Meest uitgebreide studie ooit naar Mosasauriërs
Iconische ‘maashagedis’ blijft ons verrassen
Ooit waren ze de schrik van de zeven zeeën: de mosasauriërs, de iconische ‘maashagedissen’ waarvan de ontdekking, in 1766 bij Maastricht, aan de wieg stond van de paleontologie van gewervelde dieren. Michael Polcyn verrichtte de meest uitgebreide studie ooit naar deze familie van uitgestorven zeereptielen. “Mosasaurussen vormen een schoolvoorbeeld van macro-evolutie, het ontstaan van nieuwe en onderscheiden groepen dieren, boven het niveau van soorten. Er is dan ook al best veel over bekend en toch blijven ze ons verrassen. Zo ontdekte ik er een met in zijn maag de restanten van drie andere mosasauriërs. Dit roofdier was dus ook nog eens een kannibaal.” Op 16 december promoveert de Amerikaanse paleontoloog aan de Universiteit Utrecht op zijn onderzoek naar de evolutie van de mosasauriërs.

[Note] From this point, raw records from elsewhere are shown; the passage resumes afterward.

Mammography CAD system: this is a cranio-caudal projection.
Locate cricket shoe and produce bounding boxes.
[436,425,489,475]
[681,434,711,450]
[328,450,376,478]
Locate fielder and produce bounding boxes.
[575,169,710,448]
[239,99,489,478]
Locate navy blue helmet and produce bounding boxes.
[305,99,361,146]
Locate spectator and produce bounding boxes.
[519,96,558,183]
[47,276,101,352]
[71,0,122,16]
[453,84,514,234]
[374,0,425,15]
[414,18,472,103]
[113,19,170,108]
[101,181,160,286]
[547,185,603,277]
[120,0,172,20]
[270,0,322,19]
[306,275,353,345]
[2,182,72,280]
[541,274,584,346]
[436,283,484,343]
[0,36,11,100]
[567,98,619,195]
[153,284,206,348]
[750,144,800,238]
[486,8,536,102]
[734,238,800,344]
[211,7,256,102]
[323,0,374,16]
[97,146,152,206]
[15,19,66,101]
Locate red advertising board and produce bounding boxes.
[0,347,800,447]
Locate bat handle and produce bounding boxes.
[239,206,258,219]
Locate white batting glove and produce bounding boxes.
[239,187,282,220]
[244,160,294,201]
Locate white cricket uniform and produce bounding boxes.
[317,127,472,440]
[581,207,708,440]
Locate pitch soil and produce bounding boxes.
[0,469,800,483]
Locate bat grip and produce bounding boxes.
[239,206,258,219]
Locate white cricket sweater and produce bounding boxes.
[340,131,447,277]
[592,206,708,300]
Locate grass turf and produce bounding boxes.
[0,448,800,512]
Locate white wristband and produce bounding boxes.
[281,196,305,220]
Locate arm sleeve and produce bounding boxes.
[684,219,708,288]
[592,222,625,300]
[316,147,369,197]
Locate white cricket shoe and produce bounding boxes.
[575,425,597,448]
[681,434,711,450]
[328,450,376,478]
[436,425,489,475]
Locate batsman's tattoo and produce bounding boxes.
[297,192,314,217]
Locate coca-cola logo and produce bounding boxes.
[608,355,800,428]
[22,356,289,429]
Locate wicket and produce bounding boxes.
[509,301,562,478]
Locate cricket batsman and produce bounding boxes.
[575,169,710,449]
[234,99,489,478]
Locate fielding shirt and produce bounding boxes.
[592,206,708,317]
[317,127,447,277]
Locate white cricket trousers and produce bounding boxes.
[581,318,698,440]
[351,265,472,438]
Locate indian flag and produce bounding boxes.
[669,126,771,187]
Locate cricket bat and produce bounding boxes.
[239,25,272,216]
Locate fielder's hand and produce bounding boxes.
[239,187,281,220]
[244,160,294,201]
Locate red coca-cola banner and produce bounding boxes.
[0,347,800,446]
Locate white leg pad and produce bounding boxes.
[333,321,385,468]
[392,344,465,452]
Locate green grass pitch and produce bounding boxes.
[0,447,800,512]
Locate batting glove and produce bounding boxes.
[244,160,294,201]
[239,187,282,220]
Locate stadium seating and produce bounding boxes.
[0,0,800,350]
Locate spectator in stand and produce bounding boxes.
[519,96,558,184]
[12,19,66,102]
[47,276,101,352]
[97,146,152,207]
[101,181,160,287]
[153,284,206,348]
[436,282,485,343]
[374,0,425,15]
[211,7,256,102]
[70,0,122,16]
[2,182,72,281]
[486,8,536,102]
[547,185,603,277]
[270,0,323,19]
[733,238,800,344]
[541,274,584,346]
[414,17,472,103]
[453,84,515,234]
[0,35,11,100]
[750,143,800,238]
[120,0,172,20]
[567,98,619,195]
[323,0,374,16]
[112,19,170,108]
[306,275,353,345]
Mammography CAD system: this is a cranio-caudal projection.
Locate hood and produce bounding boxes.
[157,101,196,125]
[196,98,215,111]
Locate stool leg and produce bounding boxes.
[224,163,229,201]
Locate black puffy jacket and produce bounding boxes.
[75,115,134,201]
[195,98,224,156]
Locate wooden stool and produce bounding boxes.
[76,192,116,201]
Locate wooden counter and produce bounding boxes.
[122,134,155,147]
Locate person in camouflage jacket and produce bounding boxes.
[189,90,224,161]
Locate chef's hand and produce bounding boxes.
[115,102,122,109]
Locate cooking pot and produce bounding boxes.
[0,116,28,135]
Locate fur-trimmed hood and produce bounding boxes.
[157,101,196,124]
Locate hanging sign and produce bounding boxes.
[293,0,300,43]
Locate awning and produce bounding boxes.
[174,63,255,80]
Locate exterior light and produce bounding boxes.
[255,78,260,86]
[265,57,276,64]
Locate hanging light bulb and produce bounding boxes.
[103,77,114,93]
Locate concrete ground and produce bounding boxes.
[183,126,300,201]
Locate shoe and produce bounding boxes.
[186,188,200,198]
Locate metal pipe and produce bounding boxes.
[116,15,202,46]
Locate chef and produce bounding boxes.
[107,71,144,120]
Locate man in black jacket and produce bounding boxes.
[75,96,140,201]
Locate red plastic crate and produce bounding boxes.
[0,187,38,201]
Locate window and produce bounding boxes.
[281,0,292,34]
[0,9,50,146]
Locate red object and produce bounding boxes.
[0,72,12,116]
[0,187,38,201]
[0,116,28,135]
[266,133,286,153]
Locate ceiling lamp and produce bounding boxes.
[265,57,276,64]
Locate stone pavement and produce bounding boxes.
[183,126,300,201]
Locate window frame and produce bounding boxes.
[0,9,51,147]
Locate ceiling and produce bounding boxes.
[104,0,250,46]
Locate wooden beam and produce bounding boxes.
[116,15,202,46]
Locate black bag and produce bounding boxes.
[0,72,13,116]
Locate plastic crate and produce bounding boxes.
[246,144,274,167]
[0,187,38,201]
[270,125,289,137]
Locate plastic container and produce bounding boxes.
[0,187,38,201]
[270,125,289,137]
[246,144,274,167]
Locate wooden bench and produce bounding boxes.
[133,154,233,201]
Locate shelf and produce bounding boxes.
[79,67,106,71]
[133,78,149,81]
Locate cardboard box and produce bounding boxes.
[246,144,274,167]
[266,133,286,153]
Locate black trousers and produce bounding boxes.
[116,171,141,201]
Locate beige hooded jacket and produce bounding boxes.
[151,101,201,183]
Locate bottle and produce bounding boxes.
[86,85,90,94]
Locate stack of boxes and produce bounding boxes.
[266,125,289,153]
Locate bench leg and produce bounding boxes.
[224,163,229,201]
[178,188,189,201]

“Uit het laatste stuk van hun evolutie zijn relatief veel fossielen bekend, evenals de verwantschappen tussen de verschillende soorten,” vertelt Michael Polcyn. Over de vroege evolutionaire geschiedenis weten we veel minder. “Door het gebruik van gedetailleerde vergelijkende anatomie, geholpen door micro-CT-scantechnologie, hebben we nu een veel beter begrip gekregen van de groep hagedissen waaruit mosasauriërs waarschijnlijk zijn geëvolueerd." Het gebruik van deze geavanceerde beeldvormingstechnologieën stelde hem ook in staat om de interne structuren van de hersenpan van mosasauriërs te bestuderen.
Debat
Polcyn maakte een eind aan een langlopend wetenschappelijk debat door nog eens nauwgezet de botten van verschillende individuen te bestuderen, en dan met name de veranderingen door de tijd heen. Zijn onderzoek ondersteunt namelijk de theorie dat de mosasauriërs, in tegenstelling tot wat eerder werd gesuggereerd, niet heel nauw verwant zijn aan de slangen. “Hun meest directe nauwe verwanten zijn de varanen.”
Kannibaal
Ook over de eetgewoonten van de mosasauriërs is nog niet veel bekend. Een kleine, maar niet minder opmerkelijke lacune in die kennis werd opgevuld met de ontdekking, door Polcyn in Angola, van een gefossiliseerde mosasaurus met in zijn maag drie andere mosasauriërs, waarvan een exemplaar van dezelfde soort als het roofdier. Polcyn: “Of die mosasaurus een aaseter was of daadwerkelijk heeft gejaagd op zijn slachtoffers is aan de fossielen niet te zien. Feit is wel dat we hiermee het eerste gedocumenteerde geval van een kannibalistische mosasaurus te pakken hadden.” Daarnaast leverde zijn onderzoek nieuwe kennis op over de wijze waarop mosasauriërs hun prooi verwerkten, en over de relatieve lichaamsgrootte van prooi en roofdier.
Primeur
Zijn proefschrift maakt ook deel uit van een grootschalig onderzoek naar het foerageergedrag van mosasauriërs, waarbij hij kijkt naar hoe mosasauriërs hun foerageergebieden hebben verdeeld door de evolutionaire geschiedenis van de groep. Terwijl de meeste eerdere studies zich beperkten tot één periode, soort of regio, bestreek Polcyns onderzoek een periode van 92 tot 66 miljoen jaar geleden, verspreid over 245 vondsten van over de hele wereld. Ook daarmee had hij een primeur.
Naar de zee
Mosasauriërs behoren tot een groep van de hagedissen die zo’n 100 miljoen jaar geleden de zee opzochten (net zoals de voorouders van de walvissen dat later ook deden). Gedurende hun 34 miljoen-jarige geschiedenis ontwikkelden ze zich tot goed aan het zeeleven aangepaste dieren die een grote verscheidenheid aan niches en leefomgevingen innamen. Samen met een groot aantal andere soorten stierven ze 66 miljoen jaar geleden uit, in de nasleep van de meteorietinslag die ook de dinosauriërs de das omdeed.
Loopbaan
De loopbaan van Polcyn evolueerde overigens ook op een bijzondere manier. Met een achtergrond in elektronica en ICT bekwaamde hij zich op eigen kracht in de paleontologie. Na een loopbaan in de marine en het bedrijfsleven legde hij zich toe op het onderzoek naar uitgestorven gewervelde dieren, met name de mosasauriërs. Zo is hij nu bijvoorbeeld verbonden, als oprichter en directeur, aan het Digital Earth Sciences Laboratory van de Southern Methodist University in Dallas, Texas.